过了一把山涧中飞荡而过,撒了一回药粉,他们落了地,许茯苓手中银针快狠准扎进了近在她眼前的‘怪物’的颈间,定住了对方,“依照方才那人来看,药粉之前能麻痹他们一炷香的时间,咱们快走!”
“撤。”这回他们不再犹豫,立刻转身沿着溪流逃窜而下。
他们跑的极快,好不容易跑回到他们入山时做下的标记处,“咱们马上就能出去了,赵大哥,你可还撑得住吗?”
“我撑得住,快走吧!”
说话间,空中却传来了箭矢破空而出的风声,数支箭矢从天而降般,珂宁沈星河反应迅速立刻抵挡,但有一支照着许茯苓而去,躲无可躲,赵钦想也没想,挡在许茯苓身前,“小心。”
箭矢射进了赵钦的后背,他闷哼了一声。就在这时,那群缓过药性的‘怪物’也在这时追了上来。
许茯苓大惊失色,“赵大人!”要去扶住他,被赵钦一把往前推开,“我拖着他们,你们快走!”
“小蛟,你定要带许大夫平安回去!这是军令,快走!”
赵钦咬着牙拔刀回身而去,迎面而上追赶他们的人。
期间空中飞箭从四面八方不停射来,迷雾逐渐浓郁,太阳光被一丝一丝遮住。
夜色就要来临。
“赵大哥!”珂宁想追上去把赵钦给拖回来,结果沈星河一把抓住了她的手,“快走。”赵钦回身吸引住了那些人‘怪物’的注意力,给他们争取了时间,沈星河一手抓住一个,往北峰涧而去,他们来时在此套了一只羊皮筏,沈星河推着许茯苓坐上去,又一把挥刀砍下套绳,跳了上去。
“赵大哥跟我们一起来的!我们要一起回去!”珂宁还想回去救人。
“你以为我想留下赵大哥吗!我们现在最重要的是回去将林中情形告知公主,快抓紧套索!”沈星河一手抓住了羊皮筏上的套索,一手抓紧竹竿,俯下身,躲开上空的竹枝。

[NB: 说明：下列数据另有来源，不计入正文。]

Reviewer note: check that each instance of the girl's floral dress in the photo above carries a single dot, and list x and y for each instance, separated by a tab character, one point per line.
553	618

珂宁压在许茯苓身上,将她护在身上,这一段路极为艰难,上空全是嶙峋的石柱与尖细的竹枝,若一个不小心,就会落水亦或是受伤。
绕是这样,等好不容易过了这一段夺命沟,水流平稳,沈星河起身撑着河床底,准备靠岸,这段路瘴气逐渐稀薄,他们已经过了最危险的地方。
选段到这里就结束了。